Когда прошли годы учений – наступает время мудрости и вот они все возможности, когда уже не сделаешь ошибку…. Как бы так сотворить, чтобы и тело, и разум, и желания играли в одну игру? Не получается. Когда увидишь, как милая девица смотрит на тебя не с интересом, а с сожалением и некоторым уважением, пора уходить с нудистского пляжа…

- О чем думаешь, Бальтазар? Ты как будто далеко отсюда. Или не рад нашей встрече?

- Ну, если быть до конца откровенным, ожидал какой-нибудь сюрприз, но…

- Перестань. Что может быть лучше встречи со старым другом?

- Вот-вот. Об этом я и думал только что. Когда вчера ты позвонил и предложил встретиться, я обрадовался.

- Серьезно?

- Конечно. Вот, подумал я, начинаются чудеса, а говорят, что Господь скуп на приколы.

- Ну, этого добра у Него достаточно. Я ведь искренне рад тебя видеть. После того, как ты исчез из Танжера, я было подумал, что ты вернулся в Америку, а мне так хотелось продолжить наши вечерние философские беседы. Я даже был уверен, что мы обязательно встретимся. Мне даже не пришлось молиться об этом: это лишнее доказательство того, что Аллах сам знает, что делать и Его не надо беспокоить по пустякам, притворяясь Его знакомым. Хотя, вам христианам этого не понять.

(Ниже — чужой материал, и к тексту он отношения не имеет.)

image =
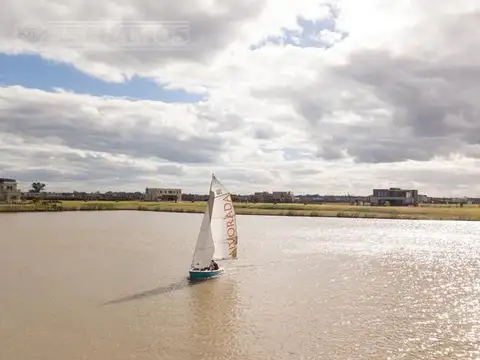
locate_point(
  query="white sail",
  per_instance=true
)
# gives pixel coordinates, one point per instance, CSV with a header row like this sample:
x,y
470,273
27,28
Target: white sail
x,y
217,238
223,223
205,248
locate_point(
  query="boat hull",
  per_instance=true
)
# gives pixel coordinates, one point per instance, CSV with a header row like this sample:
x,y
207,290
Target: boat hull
x,y
204,274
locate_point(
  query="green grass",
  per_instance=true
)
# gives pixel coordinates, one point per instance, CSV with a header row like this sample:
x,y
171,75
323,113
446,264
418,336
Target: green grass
x,y
425,212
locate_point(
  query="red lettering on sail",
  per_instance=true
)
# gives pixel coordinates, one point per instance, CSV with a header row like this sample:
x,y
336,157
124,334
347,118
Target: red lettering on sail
x,y
230,223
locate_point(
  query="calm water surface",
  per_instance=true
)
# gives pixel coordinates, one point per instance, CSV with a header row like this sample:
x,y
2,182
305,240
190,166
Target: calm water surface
x,y
112,285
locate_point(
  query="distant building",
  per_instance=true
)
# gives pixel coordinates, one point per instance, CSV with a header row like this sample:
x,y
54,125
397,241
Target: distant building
x,y
9,191
395,197
162,194
283,196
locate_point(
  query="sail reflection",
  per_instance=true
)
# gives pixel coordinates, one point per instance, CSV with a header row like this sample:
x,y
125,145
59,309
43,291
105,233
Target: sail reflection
x,y
213,314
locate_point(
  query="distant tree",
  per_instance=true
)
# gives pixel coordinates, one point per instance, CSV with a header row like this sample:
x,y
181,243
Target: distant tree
x,y
37,187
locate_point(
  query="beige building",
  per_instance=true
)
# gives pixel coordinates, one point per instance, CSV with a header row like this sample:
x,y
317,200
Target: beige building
x,y
162,194
394,196
9,191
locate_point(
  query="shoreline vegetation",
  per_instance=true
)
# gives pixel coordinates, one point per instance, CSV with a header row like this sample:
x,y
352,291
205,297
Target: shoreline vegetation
x,y
423,212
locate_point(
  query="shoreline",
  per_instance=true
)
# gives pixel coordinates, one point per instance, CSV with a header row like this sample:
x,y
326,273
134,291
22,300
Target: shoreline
x,y
426,212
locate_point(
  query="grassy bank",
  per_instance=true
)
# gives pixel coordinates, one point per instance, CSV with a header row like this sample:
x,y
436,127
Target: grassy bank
x,y
426,212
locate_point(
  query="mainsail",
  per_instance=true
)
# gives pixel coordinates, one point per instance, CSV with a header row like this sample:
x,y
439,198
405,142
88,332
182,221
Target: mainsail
x,y
217,238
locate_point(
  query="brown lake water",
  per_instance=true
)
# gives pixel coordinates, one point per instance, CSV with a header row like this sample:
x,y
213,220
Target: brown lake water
x,y
112,285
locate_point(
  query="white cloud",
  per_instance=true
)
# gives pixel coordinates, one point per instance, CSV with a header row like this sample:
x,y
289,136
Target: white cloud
x,y
394,103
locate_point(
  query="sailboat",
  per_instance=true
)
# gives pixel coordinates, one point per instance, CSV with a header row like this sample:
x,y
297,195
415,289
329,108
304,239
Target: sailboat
x,y
217,239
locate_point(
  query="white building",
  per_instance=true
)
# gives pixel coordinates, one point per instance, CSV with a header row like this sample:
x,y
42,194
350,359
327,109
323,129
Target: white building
x,y
9,191
163,194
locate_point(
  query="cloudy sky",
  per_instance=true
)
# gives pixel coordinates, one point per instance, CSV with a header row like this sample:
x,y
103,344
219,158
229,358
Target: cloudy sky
x,y
332,97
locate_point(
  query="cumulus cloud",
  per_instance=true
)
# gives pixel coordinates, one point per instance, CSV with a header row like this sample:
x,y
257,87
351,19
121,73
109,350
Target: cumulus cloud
x,y
387,97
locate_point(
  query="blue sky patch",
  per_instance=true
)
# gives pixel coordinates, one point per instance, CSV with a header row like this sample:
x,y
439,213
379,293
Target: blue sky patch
x,y
32,71
307,36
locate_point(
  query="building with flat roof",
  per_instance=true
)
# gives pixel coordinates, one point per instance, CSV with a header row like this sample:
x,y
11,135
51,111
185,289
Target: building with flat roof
x,y
395,197
9,191
163,194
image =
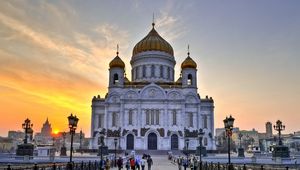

-Ахмед, Ахмед. Ну, будь благоразумен. – Бальтазар улыбаясь, покачал головой и подняв бокал посмотрел сквозь зеленое, слегка мутное, толстое стекло на заходящее солнце. Со стороны Ахмеда был виден только один глаз Бальтазара, и он смеялся. – Откуда столько величия, апломба и самоуверенности? Ваша религия столь молода по сравнению с христианством, что с твоей стороны даже как-то неловко так говорить.

- Ну, да. Конечно. Наша Книга написана позже, но вам не кажется, что это было сделано именно для того, чтобы исправить все ошибки, допущенные в ваших Книгах? И, возможно, именно потому после нашей Книги больше ничего написано не было. Вы помните, что наша Книга третья по счету? А помните стих тридцать четвертый Евангелия от Марии? «Еще дважды приду я на эту землю через Матерь Святую»? Пусть не признаете вы это Евангелие, но слова-то хоть признаете?

- Подожди, Ахмед. – Бальтазар засмеялся. – У тебя нелады с математикой. Не спорю, Иисус это скорее всего сказал, но посчитай: получается, что третье пришествие приходится как раз на следующую за Кораном книгу. И может быть, весь сыр-бор как раз по этому поводу. Не надо жульничать, мой дорогой, я хорошо знаком с восточной хитростью.